Figure 1: 1a – “V neck” sign: erythematous and hyperpigmented macules on the chest; 1b – Shawl sign: erythema over the upper back, posterior neck, and shoulders (classic in dermatomyositis); 1c – Gottron’s papules: violaceous, scaling papules on the skin overlying the joints of the hand and proximal nailfolds (a pathognomonic sign of dermatomyositis); 1d – Gottron’s sign: violaceous patches overlying the knees.
Figura II

Figure 2: Muscle biopsy (hematoxylin and eosin stain) showing skin atrophy, perivascular inflammation, capillary damage and atrophy in perifascicular myofibers.
BIBLIOGRAFIA
1. Shanker K, Daley T, Semple R, Rouster-Stevens K, Ham JN. Intractable Hypoglycemia in the Setting of Autoimmune Overlap Syndrome. Pediatrics [Internet]. 2017;139(6):e20160866.

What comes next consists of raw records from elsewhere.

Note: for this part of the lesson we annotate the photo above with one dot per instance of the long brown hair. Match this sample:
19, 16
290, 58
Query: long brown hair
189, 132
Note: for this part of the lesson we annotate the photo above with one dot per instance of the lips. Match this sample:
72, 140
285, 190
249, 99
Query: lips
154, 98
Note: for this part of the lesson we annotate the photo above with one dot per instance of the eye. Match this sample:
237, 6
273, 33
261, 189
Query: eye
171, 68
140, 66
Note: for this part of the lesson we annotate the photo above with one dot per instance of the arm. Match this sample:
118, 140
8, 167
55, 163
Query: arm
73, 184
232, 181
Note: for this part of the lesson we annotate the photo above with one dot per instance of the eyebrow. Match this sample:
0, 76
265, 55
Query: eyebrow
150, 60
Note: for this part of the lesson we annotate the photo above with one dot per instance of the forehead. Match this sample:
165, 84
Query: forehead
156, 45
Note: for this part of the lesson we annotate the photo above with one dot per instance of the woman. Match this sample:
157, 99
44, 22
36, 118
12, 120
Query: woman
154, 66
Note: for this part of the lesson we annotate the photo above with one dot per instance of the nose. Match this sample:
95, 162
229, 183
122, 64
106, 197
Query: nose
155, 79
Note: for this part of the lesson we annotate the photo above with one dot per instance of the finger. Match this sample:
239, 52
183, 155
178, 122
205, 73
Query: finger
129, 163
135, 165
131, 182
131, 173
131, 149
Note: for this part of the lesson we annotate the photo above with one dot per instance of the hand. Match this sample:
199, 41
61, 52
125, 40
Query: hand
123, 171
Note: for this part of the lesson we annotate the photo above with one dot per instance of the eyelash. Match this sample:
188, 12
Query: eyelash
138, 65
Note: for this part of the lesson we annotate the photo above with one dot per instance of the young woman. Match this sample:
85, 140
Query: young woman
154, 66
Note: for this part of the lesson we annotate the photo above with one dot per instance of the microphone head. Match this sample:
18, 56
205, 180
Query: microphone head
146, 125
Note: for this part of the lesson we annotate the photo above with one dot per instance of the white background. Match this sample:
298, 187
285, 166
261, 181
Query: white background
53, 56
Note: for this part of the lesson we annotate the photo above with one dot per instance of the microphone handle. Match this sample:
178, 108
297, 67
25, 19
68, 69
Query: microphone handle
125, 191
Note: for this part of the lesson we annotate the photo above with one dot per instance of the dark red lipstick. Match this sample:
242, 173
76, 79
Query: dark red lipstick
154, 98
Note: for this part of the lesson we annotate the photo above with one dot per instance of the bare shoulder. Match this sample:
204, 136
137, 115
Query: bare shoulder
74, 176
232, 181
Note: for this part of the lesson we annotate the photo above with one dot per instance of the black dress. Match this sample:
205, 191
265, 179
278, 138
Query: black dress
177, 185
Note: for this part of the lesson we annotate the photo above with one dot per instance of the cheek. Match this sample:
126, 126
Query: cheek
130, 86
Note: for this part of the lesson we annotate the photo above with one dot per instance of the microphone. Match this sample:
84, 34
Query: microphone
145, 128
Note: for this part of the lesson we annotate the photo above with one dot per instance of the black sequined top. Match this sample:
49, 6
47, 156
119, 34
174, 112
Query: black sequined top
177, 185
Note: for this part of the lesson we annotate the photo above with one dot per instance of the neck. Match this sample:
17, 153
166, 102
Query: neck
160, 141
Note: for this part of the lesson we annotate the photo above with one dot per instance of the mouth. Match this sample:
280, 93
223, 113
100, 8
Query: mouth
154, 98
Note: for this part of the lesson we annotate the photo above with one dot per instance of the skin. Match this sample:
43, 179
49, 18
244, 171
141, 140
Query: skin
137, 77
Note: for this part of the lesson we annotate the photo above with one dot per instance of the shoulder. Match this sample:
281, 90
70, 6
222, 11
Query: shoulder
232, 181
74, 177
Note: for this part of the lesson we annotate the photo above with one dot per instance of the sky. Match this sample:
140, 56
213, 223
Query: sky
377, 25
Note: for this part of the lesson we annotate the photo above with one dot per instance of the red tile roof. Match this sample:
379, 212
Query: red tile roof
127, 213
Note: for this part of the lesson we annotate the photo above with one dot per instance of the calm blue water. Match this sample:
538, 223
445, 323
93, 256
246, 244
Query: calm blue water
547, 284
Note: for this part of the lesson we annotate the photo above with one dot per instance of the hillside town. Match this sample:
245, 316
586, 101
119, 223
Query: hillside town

2. Rosário e Souza EJ do, Kayser C. Capilaroscopia periungueal: Relevância para a prática reumatológica. Rev Bras Reumatol [Internet]. 2015;55(3):264–71.
3. Yamasaki M, Yamada H. Polymyositis and dermatomyositis. Nippon Rinsho [Internet]. 1999;57(2):339–43.
4. Jury EC, D’Cruz D, Morrow WJW. Autoantibodies and overlap syndromes in autoimmune rheumatic disease. J Clin Pathol. 2001;54(5):340–7.
5. Charalabopoulos K, Charalabopoulos A, Papaioannides D. Diabetes mellitus type I associated with dermatomyositis: an extraordinary rare case with a brief literature review. BMJ Case Rep. 2009;bcr10.2008.
6. Solt L, Burris T. Th17 cells in type 1 diabetes: a future perspective. Diabetes Manag [Internet]. 2015;5(4):247–50.